At the end of November 2021, the SARS-CoV-2 virus variant Omicron was detected in Norway. This was at a time when vaccination, as a strategy for controlling the pandemic in Norway, seemed to have a satisfactory effect. However, a Christmas party late November that year resulted in 74% of the participants being infected, even though 98% of them had two doses of vaccine. Omicron rapidly became the dominant circulating virus variant. The newly detected variant clearly had different properties than the existing Delta variant, and the need for knowledge about these properties was pressing.
The aim of our study was therefore to investigate the transmissibility of and susceptibility for the Omicron variant for different categories of vaccinated individuals, and compare these properties with the properties of the more investigated Delta variant.
We had access to contact tracing data through the Norwegian Pandemic Preparedness Registry, Beredt C19 . Contact tracing is in Norway carried out through phone interviews performed by trained health personnel. First, we identified primary cases in the data. A primary case was defined as a positive case who were not listed as anyone’s contact. This is then the person that initiated the contact tracing in the household. Traced contacts with matching household number to their primary case were then extracted, as illustrated in Figure 1. The study period was December 14, 2021 until January 23, 2022. We only included primary cases until January 13, 2022, to ensure a 10-day exposure of all contacts. The resulting data set consisted of 2169 household contacts (60% Omicron households and 40% Delta households).
The household secondary attack rate (SAR), vaccine efficacy (VE) and risk ratio (RR), stratified by covariates as age, vaccine status of contacts or primary cases and gender, were estimated through a binomial regression. Although other methods, like the chain binomial model, may give less biased estimates, we found the binomial regression model to be best suitable for the data we had available.
Not surprisingly, we found a higher overall 10-day household secondary attack rate (SAR) of Omicron compared to Delta. Furthermore, when conditioning on the vaccine status of either the primary cases or the contacts, the Omicron variant had a significantly higher risk of both transmission and infection compared to Delta, as seen in Figure 2.
By stratifying the analysis by the vaccine status of the primary cases, the estimated vaccine effectiveness (VE), or equivalently the risk ration (RR), tells how effective the vaccine is for preventing transmission in the household. By stratifying by the vaccine status of the contacts, the estimated VE tells how effective the vaccine is for preventing infection or similarly, reducing the susceptibility of contacts. The protection by vaccination showed different properties for transmission and infection in Omicron households. The results in Figure 3 shows that the RR of transmission did not decrease with increased number of vaccine doses in the primary cases (red lines). The Delta variant however, show a clear decrease in RR (blue lines).

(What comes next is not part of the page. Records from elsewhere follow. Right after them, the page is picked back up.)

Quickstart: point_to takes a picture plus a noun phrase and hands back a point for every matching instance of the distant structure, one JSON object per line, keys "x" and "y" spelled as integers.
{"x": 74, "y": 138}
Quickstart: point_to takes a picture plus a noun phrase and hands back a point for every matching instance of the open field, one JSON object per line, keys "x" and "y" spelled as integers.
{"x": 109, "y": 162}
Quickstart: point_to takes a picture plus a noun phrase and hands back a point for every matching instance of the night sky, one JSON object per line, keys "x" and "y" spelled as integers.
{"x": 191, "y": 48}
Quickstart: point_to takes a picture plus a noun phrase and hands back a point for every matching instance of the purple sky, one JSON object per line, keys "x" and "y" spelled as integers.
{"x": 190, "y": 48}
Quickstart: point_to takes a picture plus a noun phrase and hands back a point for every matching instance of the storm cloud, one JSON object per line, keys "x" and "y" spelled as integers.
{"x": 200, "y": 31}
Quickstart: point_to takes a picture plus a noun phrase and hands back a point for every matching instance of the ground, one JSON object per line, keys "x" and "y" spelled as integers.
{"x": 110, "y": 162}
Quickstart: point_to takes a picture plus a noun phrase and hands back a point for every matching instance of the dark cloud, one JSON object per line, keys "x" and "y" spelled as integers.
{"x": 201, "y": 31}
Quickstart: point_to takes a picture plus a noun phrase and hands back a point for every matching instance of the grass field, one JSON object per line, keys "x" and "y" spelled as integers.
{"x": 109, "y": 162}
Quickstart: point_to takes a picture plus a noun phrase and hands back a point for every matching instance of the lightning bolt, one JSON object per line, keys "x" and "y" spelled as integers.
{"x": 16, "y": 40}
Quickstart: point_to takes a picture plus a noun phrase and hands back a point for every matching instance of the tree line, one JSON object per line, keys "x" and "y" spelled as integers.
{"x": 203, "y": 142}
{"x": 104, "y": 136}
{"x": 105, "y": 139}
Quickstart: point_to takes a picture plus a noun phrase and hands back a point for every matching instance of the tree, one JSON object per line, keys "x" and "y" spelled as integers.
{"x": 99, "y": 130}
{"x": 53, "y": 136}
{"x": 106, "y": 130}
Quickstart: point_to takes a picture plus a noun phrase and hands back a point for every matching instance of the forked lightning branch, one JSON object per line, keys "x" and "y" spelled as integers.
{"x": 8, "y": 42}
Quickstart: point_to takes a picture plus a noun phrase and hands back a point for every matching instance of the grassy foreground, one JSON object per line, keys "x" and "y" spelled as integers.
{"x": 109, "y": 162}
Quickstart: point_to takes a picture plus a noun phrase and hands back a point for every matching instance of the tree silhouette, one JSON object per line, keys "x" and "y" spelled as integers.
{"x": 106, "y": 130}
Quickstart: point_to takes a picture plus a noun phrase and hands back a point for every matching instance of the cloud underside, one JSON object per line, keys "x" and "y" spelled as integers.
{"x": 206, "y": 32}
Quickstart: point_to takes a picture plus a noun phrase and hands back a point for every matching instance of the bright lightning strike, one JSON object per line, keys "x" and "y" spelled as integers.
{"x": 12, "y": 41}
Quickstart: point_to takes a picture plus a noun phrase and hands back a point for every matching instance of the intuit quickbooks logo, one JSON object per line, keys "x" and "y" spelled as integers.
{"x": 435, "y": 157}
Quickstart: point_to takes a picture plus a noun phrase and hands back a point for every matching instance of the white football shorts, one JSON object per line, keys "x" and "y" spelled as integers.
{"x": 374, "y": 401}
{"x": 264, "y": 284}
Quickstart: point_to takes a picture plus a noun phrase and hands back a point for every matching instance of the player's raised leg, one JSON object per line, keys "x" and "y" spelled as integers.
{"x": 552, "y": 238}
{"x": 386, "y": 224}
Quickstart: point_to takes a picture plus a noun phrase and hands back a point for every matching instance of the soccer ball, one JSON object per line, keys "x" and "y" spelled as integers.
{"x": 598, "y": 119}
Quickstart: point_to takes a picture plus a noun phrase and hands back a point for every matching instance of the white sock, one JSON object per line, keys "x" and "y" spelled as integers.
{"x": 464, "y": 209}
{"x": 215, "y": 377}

Another story can be read if we instead stratify by the vaccine status of the contacts, as shown in Figure 4. The VE for both Omicron and Delta increases as the number of vaccine doses increases, even though the VE are in general lower for Omicron than Delta.
The aim of using contact tracing data, rather than doing a pure registry based study, is that contact tracing may give a more updated and complete picture of the actual number of household contacts of an infected individual. The rapid increasing incidence during the study period challenged the capacity of the contact tracing, causing the contact tracers to prioritize tracing of household contacts. This, as well as lacking a proper variable in the data for relationship between the primary case and contacts, became the reason our study only focus on household transmission. The resulting data set of household contacts is a rather heterogeneous group of individuals when it comes to age and number of vaccine doses and time since vaccination for the different age groups. This was not adjusted for in our analyses and the results should therefore be interpreted with caution.
Overall, our results are in line with other studies from both Norway , Denmark  and the UK . The higher overall household SAR of Omicron seems to be due to a combination of higher intrinsic transmissibility and lower vaccine effectiveness. Three vaccine doses for contacts seems to decrease the risk of infection for both Delta and Omicron, but three doses seems to have limited effect of preventing transmission from vaccinated primary case in Omicron households.
- Emergency preparedness register for COVID-19 (Beredt C19). Norwegian Institute of Public Health. [Online] https://www.fhi.no/en/id/infectiousdiseases/coronavirus/emergency-preparedness-register-for-covid-19/.
- S. B. Jørgensen, K. Nygård, O. Kacelnik, et al. Secondary Attack Rates for Omicron and Delta Variants of SARS-CoV-2 in Norwegian Households. JAMA. 327(16):1610-1611, (2022). doi: 10.1001/jama.2022.3780
- F. P. Lyngse, L. H. Mortensen, M. J. Denwood, L. E. Christiansen, C. H. Møller, R. L. Skov, et al. SARS-CoV-2 Omicron VOC Transmission in Danish Households. medRxiv. (2021) https://doi.org/10.1101/2022.01.28.22270044
- SARS-CoV-2 variants of concern and variants ounder investigation in England. UK Health Security Agency. 2021.